= Leslie Gibson (artist) =

British artist (1910–1969)

Leslie Donovan Gibson BA (Hons), ARCA (1910 – 1969) was a British artist in the mid 20th century.

==Early life==

Leslie Donovan Gibson was born and educated in Newcastle upon Tyne. In 1926 he was awarded the John Christie Art Scholarship to Armstrong College, Durham University, taking the education drawing certificate in 1928, the Diploma BA in Fine Art, English and French in 1929 and the Painting Certificate in 1930. He was awarded a Royal Exhibition, studying in the School of Painting at the Royal College of Art from 1930 to 1934.

== Career ==
From 1936 to 1938 he was appointed as the Board of Education Visitor to Art Schools in Germany and Italy. During the 1930s he travelled extensively in Europe, visiting and painting in France, Belgium, Spain, Finland, Norway, Sweden and Greece.

In the 1930s he painted from London Studios at Trafalgar Square, Chelsea and Camden Town. In 1940 he worked from Rydal in Westmorland before returning to Kensington, London in 1945. In 1950 he established the Stapleford Studio, near Salisbury, painting extensively in the West Country until his death in 1969.

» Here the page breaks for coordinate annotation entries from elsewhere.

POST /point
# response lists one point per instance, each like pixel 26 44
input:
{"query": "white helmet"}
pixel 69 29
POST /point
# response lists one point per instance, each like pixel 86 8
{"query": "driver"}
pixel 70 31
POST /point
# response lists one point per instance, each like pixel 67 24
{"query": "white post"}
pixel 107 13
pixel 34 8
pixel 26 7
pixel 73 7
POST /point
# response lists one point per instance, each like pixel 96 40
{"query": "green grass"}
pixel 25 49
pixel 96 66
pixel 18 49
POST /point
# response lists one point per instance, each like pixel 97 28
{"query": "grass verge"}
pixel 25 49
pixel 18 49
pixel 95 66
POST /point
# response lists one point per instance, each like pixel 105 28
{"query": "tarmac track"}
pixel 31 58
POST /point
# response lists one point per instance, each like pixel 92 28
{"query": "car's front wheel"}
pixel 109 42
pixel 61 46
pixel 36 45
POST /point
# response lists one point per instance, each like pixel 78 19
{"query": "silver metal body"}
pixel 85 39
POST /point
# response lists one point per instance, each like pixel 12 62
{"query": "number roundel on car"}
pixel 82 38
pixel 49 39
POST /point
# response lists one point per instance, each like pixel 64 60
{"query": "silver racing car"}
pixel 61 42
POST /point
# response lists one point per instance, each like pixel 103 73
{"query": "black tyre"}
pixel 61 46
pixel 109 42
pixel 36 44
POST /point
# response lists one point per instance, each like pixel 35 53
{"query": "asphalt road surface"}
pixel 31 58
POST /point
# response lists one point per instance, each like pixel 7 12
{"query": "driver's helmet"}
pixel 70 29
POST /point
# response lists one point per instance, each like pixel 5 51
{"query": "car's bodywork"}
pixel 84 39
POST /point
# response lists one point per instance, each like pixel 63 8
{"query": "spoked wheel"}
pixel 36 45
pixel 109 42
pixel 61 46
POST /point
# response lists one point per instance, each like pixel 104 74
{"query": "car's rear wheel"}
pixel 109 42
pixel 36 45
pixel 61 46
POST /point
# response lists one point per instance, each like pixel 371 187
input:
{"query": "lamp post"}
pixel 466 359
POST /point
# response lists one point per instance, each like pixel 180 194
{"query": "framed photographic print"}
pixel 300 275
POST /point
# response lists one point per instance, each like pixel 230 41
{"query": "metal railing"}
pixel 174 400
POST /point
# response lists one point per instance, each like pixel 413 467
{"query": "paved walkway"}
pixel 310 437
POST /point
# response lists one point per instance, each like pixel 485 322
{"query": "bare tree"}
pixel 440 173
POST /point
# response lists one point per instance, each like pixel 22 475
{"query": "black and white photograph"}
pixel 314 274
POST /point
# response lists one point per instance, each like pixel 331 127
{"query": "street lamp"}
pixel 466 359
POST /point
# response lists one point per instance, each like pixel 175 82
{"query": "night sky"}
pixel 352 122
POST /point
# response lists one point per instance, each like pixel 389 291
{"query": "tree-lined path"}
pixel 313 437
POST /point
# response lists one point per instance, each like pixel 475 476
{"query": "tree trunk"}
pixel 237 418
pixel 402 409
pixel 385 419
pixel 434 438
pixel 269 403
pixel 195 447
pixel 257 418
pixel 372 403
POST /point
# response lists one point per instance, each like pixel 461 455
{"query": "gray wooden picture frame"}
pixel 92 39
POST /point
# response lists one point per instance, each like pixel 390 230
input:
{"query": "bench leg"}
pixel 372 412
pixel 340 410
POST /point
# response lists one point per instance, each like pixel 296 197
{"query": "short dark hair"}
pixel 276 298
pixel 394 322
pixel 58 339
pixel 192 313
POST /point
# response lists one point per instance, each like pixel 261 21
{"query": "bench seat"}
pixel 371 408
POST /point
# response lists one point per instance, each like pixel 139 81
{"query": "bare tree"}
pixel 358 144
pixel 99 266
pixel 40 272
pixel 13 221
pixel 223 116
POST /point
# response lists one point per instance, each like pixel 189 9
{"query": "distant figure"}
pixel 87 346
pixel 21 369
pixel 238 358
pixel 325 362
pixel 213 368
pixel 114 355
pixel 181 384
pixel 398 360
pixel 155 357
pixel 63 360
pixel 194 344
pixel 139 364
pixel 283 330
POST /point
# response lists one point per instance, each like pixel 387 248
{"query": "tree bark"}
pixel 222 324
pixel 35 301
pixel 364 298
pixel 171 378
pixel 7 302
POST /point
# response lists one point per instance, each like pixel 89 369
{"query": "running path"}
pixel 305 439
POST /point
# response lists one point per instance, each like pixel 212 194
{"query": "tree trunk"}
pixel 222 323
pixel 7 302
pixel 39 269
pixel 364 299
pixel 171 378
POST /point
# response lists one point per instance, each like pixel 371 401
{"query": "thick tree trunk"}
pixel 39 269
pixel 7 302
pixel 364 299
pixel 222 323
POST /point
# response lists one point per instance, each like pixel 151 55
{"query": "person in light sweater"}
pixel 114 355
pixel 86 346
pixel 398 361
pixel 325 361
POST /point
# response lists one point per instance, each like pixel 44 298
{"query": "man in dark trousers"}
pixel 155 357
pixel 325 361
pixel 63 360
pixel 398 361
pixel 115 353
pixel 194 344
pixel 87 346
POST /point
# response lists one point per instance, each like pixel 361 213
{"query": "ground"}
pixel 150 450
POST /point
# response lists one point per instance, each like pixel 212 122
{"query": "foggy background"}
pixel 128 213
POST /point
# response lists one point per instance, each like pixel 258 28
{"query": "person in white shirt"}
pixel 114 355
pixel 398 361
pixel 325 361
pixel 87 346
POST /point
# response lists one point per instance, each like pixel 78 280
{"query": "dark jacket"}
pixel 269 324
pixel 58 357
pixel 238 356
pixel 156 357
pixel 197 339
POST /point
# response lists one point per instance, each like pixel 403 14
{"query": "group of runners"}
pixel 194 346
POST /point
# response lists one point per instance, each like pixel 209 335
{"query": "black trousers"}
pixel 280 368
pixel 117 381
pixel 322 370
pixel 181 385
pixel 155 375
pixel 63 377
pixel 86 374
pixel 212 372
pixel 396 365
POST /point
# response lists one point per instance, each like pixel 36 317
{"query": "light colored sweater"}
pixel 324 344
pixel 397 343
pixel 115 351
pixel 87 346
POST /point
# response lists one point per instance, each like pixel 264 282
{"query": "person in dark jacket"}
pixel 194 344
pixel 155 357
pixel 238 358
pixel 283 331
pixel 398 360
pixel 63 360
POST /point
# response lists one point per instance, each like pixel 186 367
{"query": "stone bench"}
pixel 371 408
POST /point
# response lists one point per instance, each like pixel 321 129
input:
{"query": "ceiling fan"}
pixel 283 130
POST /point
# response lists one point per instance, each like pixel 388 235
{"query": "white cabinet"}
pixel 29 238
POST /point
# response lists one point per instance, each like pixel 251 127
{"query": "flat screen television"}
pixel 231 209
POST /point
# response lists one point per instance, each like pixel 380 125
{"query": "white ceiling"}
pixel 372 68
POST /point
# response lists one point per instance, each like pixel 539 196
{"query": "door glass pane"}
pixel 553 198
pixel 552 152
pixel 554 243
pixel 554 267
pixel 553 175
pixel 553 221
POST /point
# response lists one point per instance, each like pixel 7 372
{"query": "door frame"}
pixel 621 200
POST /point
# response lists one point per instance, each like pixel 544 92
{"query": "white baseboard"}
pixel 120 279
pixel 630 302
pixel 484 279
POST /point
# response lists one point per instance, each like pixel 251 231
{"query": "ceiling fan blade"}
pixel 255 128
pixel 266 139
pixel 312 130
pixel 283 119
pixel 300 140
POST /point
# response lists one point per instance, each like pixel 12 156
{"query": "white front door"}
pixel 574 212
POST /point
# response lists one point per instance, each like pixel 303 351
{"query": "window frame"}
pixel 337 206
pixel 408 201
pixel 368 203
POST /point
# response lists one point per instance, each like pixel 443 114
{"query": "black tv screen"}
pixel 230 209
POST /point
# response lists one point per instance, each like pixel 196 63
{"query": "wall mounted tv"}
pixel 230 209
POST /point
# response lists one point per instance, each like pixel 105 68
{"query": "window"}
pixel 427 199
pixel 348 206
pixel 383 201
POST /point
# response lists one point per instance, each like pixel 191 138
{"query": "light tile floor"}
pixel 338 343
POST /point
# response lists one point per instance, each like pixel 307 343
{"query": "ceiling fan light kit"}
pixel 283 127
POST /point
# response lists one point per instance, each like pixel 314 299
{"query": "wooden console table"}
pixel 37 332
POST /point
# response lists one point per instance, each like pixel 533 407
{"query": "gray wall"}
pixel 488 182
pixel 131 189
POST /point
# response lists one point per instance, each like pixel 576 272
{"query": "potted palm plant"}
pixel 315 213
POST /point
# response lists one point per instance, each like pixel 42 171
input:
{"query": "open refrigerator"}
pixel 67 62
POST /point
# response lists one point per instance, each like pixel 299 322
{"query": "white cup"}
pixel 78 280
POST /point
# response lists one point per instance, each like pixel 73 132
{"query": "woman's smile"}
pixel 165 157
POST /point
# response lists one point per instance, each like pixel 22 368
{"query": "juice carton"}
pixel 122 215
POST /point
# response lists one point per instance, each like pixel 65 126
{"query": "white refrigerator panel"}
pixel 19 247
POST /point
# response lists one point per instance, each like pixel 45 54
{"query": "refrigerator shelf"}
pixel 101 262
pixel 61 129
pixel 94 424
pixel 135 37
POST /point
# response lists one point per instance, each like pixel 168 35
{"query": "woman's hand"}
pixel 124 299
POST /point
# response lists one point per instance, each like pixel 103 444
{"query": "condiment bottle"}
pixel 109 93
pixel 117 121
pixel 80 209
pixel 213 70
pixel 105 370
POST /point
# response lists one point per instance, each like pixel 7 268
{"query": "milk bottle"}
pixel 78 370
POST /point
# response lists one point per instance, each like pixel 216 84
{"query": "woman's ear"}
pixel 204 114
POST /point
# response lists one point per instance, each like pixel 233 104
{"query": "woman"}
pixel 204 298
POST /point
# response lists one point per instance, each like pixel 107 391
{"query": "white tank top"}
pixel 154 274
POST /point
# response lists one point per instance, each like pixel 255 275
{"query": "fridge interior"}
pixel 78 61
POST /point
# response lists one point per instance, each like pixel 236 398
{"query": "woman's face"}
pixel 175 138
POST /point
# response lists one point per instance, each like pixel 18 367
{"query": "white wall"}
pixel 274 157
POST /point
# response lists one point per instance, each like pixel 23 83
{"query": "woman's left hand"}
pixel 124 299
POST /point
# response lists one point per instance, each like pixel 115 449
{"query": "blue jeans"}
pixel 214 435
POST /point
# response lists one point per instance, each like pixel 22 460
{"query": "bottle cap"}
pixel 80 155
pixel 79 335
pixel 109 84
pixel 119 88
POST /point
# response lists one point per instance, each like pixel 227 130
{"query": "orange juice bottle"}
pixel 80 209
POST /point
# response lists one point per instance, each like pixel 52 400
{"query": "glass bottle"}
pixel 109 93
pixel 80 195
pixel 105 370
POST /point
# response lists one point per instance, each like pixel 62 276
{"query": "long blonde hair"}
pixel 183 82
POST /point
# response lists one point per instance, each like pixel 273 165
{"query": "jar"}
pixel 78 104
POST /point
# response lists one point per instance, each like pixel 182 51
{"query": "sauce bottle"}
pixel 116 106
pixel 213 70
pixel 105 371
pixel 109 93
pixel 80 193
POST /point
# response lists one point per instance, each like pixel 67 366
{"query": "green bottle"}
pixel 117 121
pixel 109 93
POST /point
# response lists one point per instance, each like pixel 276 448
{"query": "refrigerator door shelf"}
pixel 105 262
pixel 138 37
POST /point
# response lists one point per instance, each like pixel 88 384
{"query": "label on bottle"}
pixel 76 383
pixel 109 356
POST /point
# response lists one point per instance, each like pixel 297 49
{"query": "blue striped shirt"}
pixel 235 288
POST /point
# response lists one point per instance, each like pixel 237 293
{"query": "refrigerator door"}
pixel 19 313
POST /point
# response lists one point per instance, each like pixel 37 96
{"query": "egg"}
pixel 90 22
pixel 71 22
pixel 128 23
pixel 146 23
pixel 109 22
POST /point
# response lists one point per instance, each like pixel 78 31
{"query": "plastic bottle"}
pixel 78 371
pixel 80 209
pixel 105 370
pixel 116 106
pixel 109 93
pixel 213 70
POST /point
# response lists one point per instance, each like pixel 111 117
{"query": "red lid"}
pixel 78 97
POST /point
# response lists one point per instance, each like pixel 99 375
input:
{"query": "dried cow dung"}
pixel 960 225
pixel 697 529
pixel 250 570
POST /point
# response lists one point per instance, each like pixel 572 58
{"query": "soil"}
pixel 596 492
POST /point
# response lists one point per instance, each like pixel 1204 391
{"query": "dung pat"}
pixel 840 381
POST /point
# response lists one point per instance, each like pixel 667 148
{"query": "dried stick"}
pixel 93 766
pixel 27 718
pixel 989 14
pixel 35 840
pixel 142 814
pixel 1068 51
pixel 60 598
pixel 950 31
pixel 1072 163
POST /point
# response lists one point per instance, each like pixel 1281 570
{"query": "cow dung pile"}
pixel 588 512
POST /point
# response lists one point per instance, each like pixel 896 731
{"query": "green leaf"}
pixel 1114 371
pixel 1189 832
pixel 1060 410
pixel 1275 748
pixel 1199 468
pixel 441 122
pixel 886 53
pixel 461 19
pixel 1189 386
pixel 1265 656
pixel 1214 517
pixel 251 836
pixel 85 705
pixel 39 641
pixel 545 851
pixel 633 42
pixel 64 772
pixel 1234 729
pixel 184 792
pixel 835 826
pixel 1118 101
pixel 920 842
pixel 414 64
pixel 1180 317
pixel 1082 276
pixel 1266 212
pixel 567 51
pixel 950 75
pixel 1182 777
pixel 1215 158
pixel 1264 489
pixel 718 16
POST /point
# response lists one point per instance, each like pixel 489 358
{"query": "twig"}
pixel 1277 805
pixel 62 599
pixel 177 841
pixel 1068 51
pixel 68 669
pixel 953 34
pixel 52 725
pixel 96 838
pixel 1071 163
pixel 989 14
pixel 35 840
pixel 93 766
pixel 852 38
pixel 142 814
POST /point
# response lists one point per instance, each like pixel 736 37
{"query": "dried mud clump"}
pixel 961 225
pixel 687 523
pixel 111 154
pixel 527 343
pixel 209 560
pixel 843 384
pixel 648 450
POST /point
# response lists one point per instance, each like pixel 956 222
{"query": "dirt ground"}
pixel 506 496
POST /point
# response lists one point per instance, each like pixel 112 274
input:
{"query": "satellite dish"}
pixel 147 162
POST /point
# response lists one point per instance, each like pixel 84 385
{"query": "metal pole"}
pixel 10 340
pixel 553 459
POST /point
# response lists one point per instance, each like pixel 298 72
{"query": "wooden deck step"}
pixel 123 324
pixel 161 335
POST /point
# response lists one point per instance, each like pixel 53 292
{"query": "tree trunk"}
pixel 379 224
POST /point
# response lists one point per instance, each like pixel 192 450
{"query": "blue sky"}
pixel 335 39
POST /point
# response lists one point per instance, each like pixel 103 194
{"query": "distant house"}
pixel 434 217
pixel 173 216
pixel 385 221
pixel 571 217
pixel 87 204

Gibson worked in a variety of media. Chiefly a landscape painter, portraits and still life were among his subjects. The production of drawings, not merely for working purposes but as a visual record of the artist's experience, carefully outlined in pen and ink, the surfaces freely indicated with wash laid on richer layers predominating over pen lines, are sure and sensitive. His etchings, dry points and lithographs show a fine continuity and chiaroscuro.

==Exhibitions==

From the 1930s onwards, Gibson exhibited work at the Royal Scottish Academy, the National Gallery of Canada and at many group exhibitions.

===London shows===

The London Group,
The Mall Galleries,
The Royal Academy,
Senefelder Club,
Victoria and Albert Museum.

===Provincial galleries===

Bath Art Gallery,
Blandford Society of Arts,
Bradford Art Gallery, Cartwright Hall,
Bromley Society of Artists,
Chelmsford Cathedral,
Laing Art Gallery and Museum, Newcastle upon Tyne,
Leeds Art Gallery,
Manchester Art Gallery,
Phoenix Art Gallery,
Salisbury Society of Artists,
Southampton Art Gallery,
West of England Academy Bristol,
Wordsworth Museum Rydal.

==Memorial==
There is a memorial to him at St Mary, Stapleford.